Ridwan menyebut bahwa HET elpiji bersubsidi yang relatif rendah di daerah tetangga seoerti yang dikemukakan Bunga Elim Somba, sama sekali tidak ditaati pedagang.

Buktinya, di Sungguminasa, Kabupaten Gowa, tabung elpiji dijual Rp17.000/tabung padahal HET Rp12.750. Di Pasangkayu, Mamuju Utara, dijual Rp18.000 padahal HETnya Rp13.000.

"Di Depok saja, tabung elpiji 3 kg dijual Rp19.000, padahal itu di kota besar, dekat Ibu Kota Negara lagi," kata mantan Ketua DPRD Donggala itu dengan nada tinggi.

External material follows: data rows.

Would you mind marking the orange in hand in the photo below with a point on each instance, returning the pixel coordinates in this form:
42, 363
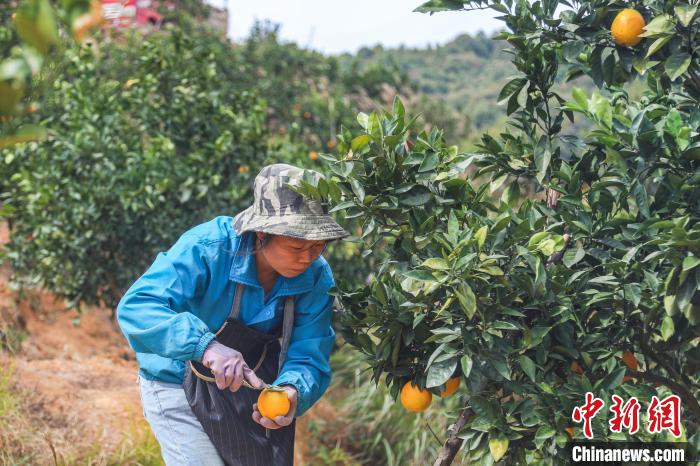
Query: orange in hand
627, 26
451, 386
273, 402
415, 399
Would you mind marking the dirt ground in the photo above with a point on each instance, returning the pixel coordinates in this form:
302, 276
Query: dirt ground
79, 380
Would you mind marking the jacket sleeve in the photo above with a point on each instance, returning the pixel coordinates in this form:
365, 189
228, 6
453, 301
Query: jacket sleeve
307, 366
153, 314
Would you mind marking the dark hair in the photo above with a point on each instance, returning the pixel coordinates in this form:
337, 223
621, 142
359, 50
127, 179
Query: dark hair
245, 245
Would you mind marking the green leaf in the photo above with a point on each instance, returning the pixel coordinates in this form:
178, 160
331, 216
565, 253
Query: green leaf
501, 367
436, 263
498, 445
466, 298
661, 25
480, 236
434, 6
542, 434
363, 120
572, 256
440, 372
690, 262
513, 86
358, 189
677, 64
656, 46
633, 293
641, 198
416, 198
359, 142
667, 327
612, 380
580, 97
511, 195
36, 24
502, 325
536, 238
429, 163
466, 362
685, 13
528, 366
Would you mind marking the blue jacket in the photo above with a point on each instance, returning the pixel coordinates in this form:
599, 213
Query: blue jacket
169, 315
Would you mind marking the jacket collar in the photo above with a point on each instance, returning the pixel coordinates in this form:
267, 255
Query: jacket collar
244, 270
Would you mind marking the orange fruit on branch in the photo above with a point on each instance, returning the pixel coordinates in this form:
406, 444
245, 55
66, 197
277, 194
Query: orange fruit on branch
451, 386
576, 368
273, 402
627, 26
414, 399
629, 360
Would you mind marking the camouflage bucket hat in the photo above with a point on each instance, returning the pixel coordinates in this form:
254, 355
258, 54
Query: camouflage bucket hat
281, 211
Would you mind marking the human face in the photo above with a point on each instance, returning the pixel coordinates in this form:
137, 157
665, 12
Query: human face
291, 256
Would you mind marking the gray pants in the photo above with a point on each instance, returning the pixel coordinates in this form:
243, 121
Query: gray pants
182, 440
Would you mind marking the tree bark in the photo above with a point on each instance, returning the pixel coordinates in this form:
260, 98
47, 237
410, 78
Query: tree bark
453, 443
687, 397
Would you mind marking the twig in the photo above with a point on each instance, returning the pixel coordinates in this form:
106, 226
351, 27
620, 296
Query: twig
686, 395
427, 424
453, 443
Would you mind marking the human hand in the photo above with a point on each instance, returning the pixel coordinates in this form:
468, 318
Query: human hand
229, 367
279, 421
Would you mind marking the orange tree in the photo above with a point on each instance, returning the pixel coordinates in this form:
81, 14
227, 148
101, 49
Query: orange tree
30, 44
145, 140
535, 302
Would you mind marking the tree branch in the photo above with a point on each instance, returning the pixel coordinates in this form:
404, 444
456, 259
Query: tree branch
453, 443
686, 395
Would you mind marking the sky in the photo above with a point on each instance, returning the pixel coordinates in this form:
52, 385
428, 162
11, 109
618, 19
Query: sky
335, 26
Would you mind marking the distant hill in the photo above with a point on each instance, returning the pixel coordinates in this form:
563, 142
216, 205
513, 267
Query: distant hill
466, 74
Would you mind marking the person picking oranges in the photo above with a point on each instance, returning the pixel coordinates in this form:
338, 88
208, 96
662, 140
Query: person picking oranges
237, 302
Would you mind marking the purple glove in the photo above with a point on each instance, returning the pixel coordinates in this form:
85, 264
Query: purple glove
228, 367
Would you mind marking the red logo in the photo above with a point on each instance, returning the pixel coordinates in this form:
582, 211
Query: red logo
587, 412
665, 415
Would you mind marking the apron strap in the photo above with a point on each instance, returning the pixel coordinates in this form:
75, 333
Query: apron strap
286, 329
287, 325
236, 306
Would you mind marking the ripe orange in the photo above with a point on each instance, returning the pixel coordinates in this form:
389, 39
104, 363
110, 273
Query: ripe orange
273, 402
451, 386
627, 26
415, 399
576, 368
629, 360
85, 22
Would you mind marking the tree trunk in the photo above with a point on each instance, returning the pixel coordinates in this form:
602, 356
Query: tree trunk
453, 443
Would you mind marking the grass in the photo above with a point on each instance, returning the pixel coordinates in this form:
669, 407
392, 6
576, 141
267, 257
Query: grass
14, 427
137, 447
370, 426
22, 441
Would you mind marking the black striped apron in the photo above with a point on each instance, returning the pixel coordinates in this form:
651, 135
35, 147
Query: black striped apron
226, 416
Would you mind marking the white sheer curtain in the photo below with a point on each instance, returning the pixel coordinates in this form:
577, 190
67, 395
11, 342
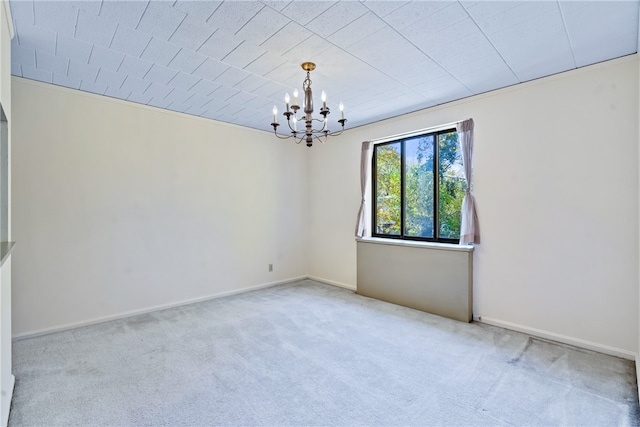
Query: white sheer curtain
362, 225
469, 231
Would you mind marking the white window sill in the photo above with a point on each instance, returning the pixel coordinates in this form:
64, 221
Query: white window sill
417, 244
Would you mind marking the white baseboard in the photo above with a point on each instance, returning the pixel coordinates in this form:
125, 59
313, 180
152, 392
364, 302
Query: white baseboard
8, 397
102, 319
577, 342
332, 282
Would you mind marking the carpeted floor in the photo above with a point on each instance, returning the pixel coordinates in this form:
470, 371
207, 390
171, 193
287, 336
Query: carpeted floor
312, 354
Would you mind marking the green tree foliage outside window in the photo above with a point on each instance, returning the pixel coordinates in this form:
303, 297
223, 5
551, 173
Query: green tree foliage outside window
404, 193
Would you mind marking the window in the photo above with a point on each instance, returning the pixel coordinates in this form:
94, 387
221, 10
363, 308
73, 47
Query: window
418, 187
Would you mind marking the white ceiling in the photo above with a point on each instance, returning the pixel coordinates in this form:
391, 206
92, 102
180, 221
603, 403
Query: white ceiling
233, 60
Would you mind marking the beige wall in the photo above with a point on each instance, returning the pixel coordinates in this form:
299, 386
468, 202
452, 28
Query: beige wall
120, 208
6, 378
556, 183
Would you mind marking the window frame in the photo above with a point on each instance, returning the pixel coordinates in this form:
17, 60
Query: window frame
436, 197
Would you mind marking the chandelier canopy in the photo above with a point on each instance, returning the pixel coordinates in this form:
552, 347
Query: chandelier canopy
291, 113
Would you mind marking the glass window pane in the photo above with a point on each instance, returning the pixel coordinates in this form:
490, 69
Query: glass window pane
451, 187
418, 215
388, 188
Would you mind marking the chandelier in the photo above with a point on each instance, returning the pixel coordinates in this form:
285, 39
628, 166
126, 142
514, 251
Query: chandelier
291, 113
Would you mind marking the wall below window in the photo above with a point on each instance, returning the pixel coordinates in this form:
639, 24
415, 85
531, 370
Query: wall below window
119, 208
556, 184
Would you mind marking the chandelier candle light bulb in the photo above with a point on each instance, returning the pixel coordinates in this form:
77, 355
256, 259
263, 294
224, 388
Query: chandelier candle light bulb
291, 114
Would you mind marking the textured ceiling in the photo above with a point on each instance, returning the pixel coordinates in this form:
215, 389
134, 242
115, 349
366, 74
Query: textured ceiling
233, 60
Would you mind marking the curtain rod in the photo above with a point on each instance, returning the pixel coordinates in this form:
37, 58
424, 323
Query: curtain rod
414, 133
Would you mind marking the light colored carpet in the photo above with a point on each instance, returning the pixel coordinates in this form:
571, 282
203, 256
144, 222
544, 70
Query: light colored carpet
312, 354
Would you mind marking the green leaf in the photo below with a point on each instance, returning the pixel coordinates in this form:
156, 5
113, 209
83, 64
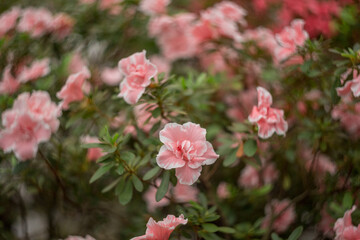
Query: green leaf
137, 183
164, 186
101, 171
250, 147
151, 173
210, 227
126, 194
296, 233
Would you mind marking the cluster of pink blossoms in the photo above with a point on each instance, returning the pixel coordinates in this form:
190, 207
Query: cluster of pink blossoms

Kalau hal yang tidak realistis seperti ini dipertahankan dan berlarut-larut, ujar Ridwan, maka yang dirugikan adalah rakyat miskin yang menjadi target program konversi.

"Sekarang ini, program konversi di Kota Palu justru semakin memperberat beban penduduk miskin. Tabung elpijinya belum tersalurkan, tapi subsidi minyak tanah sudah ditarik dan harganya tidak bisa dikendalikan, yang sebelumnya hanya Rp4.000-an, kini mencapai Rp13.000 bahkan lebih," ujar Amrun Marjudo, seorang warga Kota Palu di Gedung DPRD Sulteng.

Sebetulnya, kata Amrun, warga tidak terlalu mempersoalkan berapa HET, tetapi yang penting tabung elpiji mudah ditemukan di pasar.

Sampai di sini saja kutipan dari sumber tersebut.